La Procréation Médicalement Assistée sous son vrai jour. Ma vie avant, pendant et après.
21 Janvier 2012 :
SA : 32+2
SG : 30+2
SNUFE : Explosion des records
1h13 du matin.
C'est le milieu de la nuit, et le service des GHR se fait plus calme. Enfin plus calme, c'est sans compter cette espèce de bruit de soufflerie qui tourne en continu.
Je ne dors pas, je suis épuisée pourtant. Il fait une chaleur à mourir dans cette maudite chambre, même moi qui adore avoir chaud j'étouffe.

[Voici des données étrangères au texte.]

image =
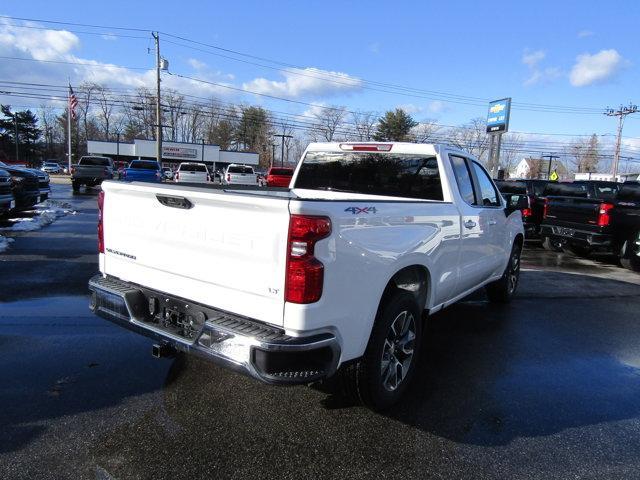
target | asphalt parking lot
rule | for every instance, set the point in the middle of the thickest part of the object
(546, 387)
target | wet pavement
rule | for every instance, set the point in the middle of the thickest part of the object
(546, 387)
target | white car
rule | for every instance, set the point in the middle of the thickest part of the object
(333, 276)
(239, 175)
(192, 173)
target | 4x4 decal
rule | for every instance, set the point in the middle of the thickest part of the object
(360, 210)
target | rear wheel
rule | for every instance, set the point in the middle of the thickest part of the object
(503, 290)
(551, 245)
(579, 250)
(629, 258)
(382, 375)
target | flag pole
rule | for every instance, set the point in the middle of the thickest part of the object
(69, 129)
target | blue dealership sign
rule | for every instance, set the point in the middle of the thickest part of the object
(498, 116)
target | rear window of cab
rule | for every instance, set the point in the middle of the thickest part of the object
(372, 173)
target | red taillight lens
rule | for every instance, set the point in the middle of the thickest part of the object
(101, 222)
(546, 208)
(305, 273)
(604, 215)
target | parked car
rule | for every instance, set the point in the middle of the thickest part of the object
(584, 225)
(51, 168)
(7, 202)
(167, 173)
(192, 173)
(332, 277)
(44, 190)
(24, 185)
(90, 171)
(143, 171)
(239, 175)
(528, 196)
(279, 177)
(558, 195)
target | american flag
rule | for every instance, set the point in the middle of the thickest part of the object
(73, 103)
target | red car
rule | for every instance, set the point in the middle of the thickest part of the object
(279, 177)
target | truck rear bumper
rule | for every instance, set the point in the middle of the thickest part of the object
(251, 347)
(577, 237)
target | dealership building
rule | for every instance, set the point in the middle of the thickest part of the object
(173, 153)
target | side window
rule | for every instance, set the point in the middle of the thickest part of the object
(488, 193)
(463, 179)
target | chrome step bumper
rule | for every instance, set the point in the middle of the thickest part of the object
(242, 344)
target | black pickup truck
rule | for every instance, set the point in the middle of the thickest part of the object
(603, 217)
(526, 195)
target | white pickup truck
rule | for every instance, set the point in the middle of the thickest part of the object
(334, 276)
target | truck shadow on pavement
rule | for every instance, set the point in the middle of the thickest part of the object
(489, 374)
(538, 366)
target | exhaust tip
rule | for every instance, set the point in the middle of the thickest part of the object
(163, 351)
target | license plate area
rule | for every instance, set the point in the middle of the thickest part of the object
(564, 231)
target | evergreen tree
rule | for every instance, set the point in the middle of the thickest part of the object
(394, 126)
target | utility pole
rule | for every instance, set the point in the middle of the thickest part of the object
(282, 136)
(551, 159)
(621, 113)
(15, 123)
(156, 37)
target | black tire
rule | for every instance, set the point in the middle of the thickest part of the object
(503, 290)
(551, 245)
(578, 250)
(629, 258)
(366, 379)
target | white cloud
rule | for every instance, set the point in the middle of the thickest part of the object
(537, 73)
(196, 64)
(596, 68)
(309, 81)
(531, 59)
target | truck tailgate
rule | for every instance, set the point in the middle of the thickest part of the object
(227, 251)
(573, 211)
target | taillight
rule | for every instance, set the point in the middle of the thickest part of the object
(305, 273)
(545, 211)
(101, 222)
(604, 216)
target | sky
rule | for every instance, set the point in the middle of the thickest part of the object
(562, 63)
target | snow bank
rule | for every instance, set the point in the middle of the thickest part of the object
(45, 214)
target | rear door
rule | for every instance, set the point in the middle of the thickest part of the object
(476, 250)
(226, 250)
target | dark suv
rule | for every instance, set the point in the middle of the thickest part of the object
(7, 203)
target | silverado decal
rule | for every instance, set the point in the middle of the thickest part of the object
(359, 210)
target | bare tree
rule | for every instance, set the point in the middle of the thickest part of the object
(105, 112)
(425, 132)
(471, 137)
(365, 125)
(327, 122)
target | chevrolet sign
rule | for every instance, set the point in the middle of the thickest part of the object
(498, 116)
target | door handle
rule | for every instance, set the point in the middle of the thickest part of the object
(469, 224)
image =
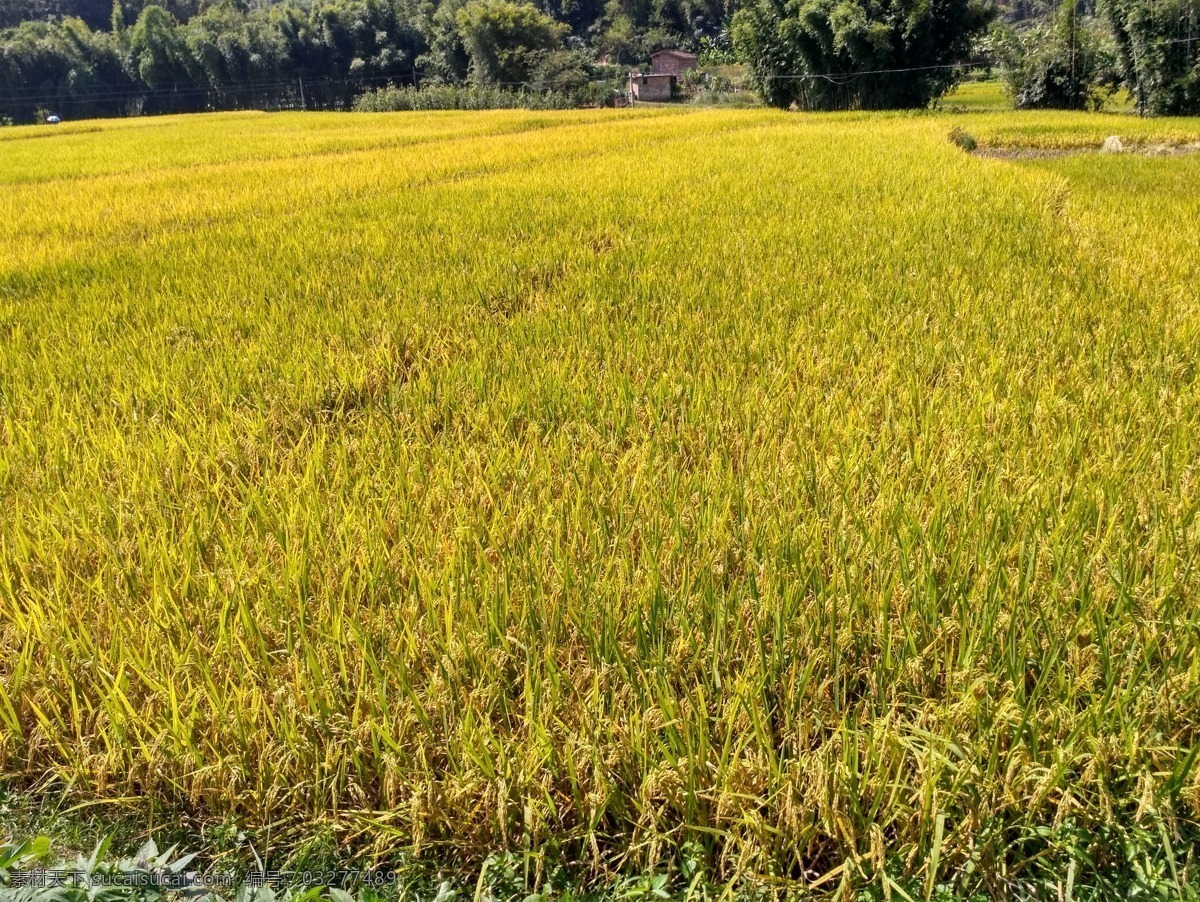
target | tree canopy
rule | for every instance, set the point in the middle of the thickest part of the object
(857, 54)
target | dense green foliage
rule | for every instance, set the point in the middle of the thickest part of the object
(543, 482)
(857, 54)
(180, 55)
(1158, 48)
(1065, 62)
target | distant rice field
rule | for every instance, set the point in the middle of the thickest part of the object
(591, 483)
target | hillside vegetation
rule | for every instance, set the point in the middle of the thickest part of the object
(588, 483)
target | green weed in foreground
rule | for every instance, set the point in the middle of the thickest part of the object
(592, 486)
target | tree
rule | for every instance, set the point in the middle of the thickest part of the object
(60, 67)
(1060, 64)
(857, 54)
(503, 38)
(1158, 52)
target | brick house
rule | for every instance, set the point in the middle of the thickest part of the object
(651, 89)
(672, 62)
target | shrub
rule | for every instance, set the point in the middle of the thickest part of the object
(856, 54)
(1062, 64)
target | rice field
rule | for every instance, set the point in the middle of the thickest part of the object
(801, 489)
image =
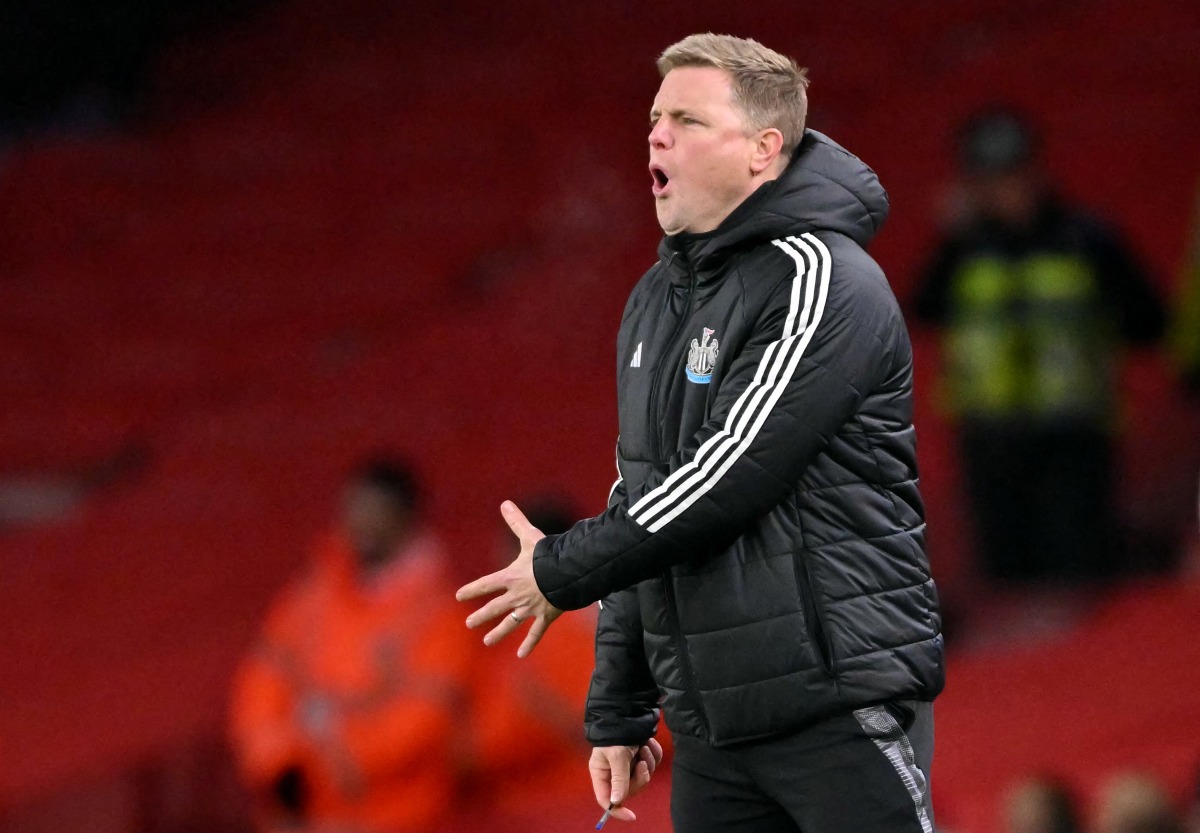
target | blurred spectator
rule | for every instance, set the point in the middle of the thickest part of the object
(345, 713)
(1137, 803)
(1042, 804)
(1035, 299)
(529, 713)
(1187, 321)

Le dispositif de sécrurité empêche d'ouvrir la fenêtre autrement que sur quelques centimètres en haut, et malgré la neige dehors, cela ne suffit pas à rafraîchir la pièce.
Il fait chaud, très chaud, et tout à l'heure dans un demi sommeil je me suis demandé si j'étais arrivée en Enfer.
J'ai eu mes deux piqûres de corticoïdes et les effets secondaires ne se sont pas faits attendre : démangeaisons, afflux sanguins vers le visage dès que je m'allonge, saignements de nez, bouffées de chaleur (comme s'il ne faisait pas assez chaud hein).
C'est très inconfortable, je tourne et me retourne dans mon lit sans trouver le sommeil. Mais je tente de me consoler en me disant que c'est pour le bien de mes bébés.
Le légendaire sens du sacrifice d'une mère, il existe donc et se montre déjà avant la naissance!
En tous cas eux, ils vont bien, et c'est finalement là le plus important, même si les injections de corticoïdes les endorment un peu et que je les sens un peu moins bouger.
Mais ils sont sympas, ils me font un petit coucou de temps en temps, qui me rassure.
Les deux monitorings quotidiens sont toujours parfaits, j'entends leurs petits coeurs galoper. Ma fille a une bougeotte d'enfer, ce qui la rend difficile à capter.
En revanche, le doppler sur son cordon reste "stable dans sa médiocrité" comme se plaît à me répéter le Dr Pé.
Il doit se trouver définitivement très drôle puisqu'il me le ressort sans arrêt, rien à dire il est son plus grand fan.
Enfin ça c'est sans compter le nuage de sages-femmes qui l'entoure, évidemment.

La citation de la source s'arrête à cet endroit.